Take a look at a chart of USDJPY and it will become rather obvious that the US Dollar is taking a beating. Indeed, the pair tumbled throughout the morning, breaking below support at 109 to target 108, while EURUSD punched above 1.4750. On the other hand, GBPUSD has remained heavy near 1.9750 as the GBPJPY cross has plummeted over 4 percent during the past two days. Check out Chief Strategist Kathy Lien’s recent special report on the topic for more on the weakness of the British Pound.

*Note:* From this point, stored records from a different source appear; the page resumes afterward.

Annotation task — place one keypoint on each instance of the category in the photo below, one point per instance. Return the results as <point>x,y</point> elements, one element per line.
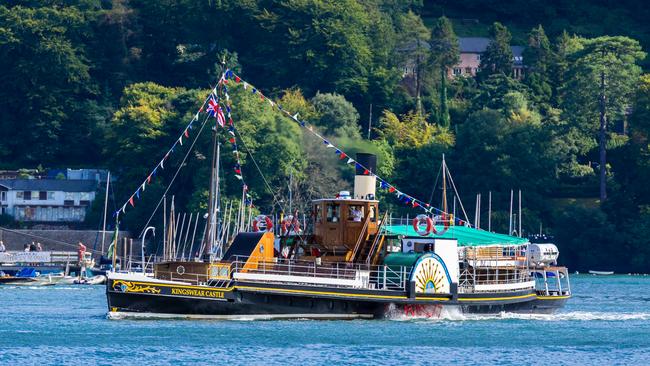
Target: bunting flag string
<point>232,139</point>
<point>185,133</point>
<point>383,184</point>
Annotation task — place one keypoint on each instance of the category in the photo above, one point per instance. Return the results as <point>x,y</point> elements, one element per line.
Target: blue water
<point>607,322</point>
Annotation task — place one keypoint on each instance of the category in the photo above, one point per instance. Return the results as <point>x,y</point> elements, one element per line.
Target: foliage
<point>497,58</point>
<point>337,116</point>
<point>444,54</point>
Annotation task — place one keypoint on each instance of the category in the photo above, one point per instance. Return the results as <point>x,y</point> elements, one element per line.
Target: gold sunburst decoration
<point>430,276</point>
<point>126,286</point>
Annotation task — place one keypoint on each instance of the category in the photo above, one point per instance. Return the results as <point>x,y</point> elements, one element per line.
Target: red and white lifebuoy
<point>262,223</point>
<point>420,220</point>
<point>290,224</point>
<point>445,222</point>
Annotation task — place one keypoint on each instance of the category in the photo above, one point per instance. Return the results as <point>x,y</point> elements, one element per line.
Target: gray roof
<point>479,45</point>
<point>473,44</point>
<point>63,185</point>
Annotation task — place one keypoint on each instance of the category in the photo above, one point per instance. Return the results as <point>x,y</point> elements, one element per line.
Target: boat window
<point>333,212</point>
<point>318,213</point>
<point>373,213</point>
<point>356,213</point>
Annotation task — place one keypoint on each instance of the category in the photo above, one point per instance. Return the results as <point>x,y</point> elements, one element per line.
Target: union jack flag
<point>214,110</point>
<point>213,106</point>
<point>221,119</point>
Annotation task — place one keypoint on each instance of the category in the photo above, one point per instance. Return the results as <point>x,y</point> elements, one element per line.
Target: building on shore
<point>47,200</point>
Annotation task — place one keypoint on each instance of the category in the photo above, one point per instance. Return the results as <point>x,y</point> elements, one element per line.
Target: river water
<point>606,322</point>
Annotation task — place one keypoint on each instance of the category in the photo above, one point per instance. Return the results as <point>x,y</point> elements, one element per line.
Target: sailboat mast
<point>444,184</point>
<point>108,180</point>
<point>208,233</point>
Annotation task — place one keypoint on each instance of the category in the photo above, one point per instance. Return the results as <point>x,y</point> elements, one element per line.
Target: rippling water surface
<point>606,322</point>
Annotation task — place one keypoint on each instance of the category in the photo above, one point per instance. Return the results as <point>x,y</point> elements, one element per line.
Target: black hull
<point>267,302</point>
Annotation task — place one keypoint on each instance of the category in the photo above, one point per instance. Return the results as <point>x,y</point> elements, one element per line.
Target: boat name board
<point>25,257</point>
<point>151,288</point>
<point>197,293</point>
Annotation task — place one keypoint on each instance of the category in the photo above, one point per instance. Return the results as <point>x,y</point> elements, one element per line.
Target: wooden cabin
<point>339,222</point>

Looking at today’s economic data, European news helped support the Euro’s bullish break higher. The German labor markets tightened more than expected in December, as the unemployment change dropped for the 23rd consecutive month by 78,000, helping to pull the unemployment rate down to a nearly 15-year low of 8.4 percent. With German expansion widely expected to take a hit in 2008, the news indicated that household spending may help to pick up some of the slack of an anticipated slowdown in export demand. Furthermore, as the Euro-zone’s largest economy, the status of German expansion carries a bit more weight for the European Central Bank. Meanwhile, Euro-zone M3 money supply growth accelerated 12.3 percent in November from a year earlier, the fastest pace in 28 years. Commentary by ECB President Jean-Claude Trichet has frequently cited the issue of money supply growth as a sign of strong inflation pressures. As a result, the combination of resilient labor markets and rapid M3 growth could leave the ECB feeling somewhat hawkish and will support a Euro bid until Trichet starts to back away from his focus on price stability.

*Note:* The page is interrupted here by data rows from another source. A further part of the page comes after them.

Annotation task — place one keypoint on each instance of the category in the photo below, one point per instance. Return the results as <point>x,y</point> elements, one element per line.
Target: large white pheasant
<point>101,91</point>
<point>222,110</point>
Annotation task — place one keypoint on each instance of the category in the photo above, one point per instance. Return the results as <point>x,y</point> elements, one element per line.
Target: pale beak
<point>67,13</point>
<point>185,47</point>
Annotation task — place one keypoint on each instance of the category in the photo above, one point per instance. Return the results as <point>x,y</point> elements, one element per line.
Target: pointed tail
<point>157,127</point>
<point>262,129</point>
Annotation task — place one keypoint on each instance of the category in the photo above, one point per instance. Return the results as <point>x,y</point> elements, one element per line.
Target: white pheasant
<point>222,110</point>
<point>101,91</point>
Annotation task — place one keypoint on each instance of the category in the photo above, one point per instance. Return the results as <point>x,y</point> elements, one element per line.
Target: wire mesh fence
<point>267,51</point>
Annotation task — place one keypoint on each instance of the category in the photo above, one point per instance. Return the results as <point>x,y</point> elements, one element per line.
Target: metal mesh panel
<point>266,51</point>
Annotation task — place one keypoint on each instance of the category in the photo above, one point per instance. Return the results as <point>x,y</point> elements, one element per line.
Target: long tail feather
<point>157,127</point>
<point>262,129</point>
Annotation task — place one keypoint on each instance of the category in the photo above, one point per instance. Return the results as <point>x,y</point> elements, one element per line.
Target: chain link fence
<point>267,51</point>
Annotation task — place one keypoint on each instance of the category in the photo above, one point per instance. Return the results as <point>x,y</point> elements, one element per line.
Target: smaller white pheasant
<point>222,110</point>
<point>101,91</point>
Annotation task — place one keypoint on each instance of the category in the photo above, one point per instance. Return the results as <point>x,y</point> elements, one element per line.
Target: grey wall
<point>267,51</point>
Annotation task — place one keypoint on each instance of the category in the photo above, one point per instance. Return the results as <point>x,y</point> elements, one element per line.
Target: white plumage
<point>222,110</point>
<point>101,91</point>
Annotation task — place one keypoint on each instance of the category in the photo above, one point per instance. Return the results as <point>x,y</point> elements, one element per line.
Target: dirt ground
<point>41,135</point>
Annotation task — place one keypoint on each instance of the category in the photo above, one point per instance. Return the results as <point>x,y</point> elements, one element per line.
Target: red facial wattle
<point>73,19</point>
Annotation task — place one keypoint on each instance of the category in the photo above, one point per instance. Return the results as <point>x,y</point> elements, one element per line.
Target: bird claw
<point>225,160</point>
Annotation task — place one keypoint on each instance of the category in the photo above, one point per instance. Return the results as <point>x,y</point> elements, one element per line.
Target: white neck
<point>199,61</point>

In the US this morning, the greenback faces a spate of second-tier reports, and nearly all of them will be used to attempt to handicap Friday’s non-farm payrolls report. While the NFP report hasn’t sparked a significant amount of price action upon release in recent months, traders will still pay heed as a disappointing figure will essentially guarantee a January 30 rate cut. Yesterday’s release of the December FOMC meeting minutes showed that some members have become worried about “the risk of an unfavorable feedback loop…leading to additional tightening of credit…(that) could require a substantial further easing of policy.” Fed fund futures are completely pricing in a 25bp cut, but as US economic news gets worse and the DJIA tumbles relentlessly, speculation increasingly mounts in favor of the 50bp cut that FOMC members suggest is possible. As a result, the odds remain stacked against a sustained rebound in the US Dollar in the near term, and the prospects of the Euro hitting record highs above 1.50 once again continue to grow.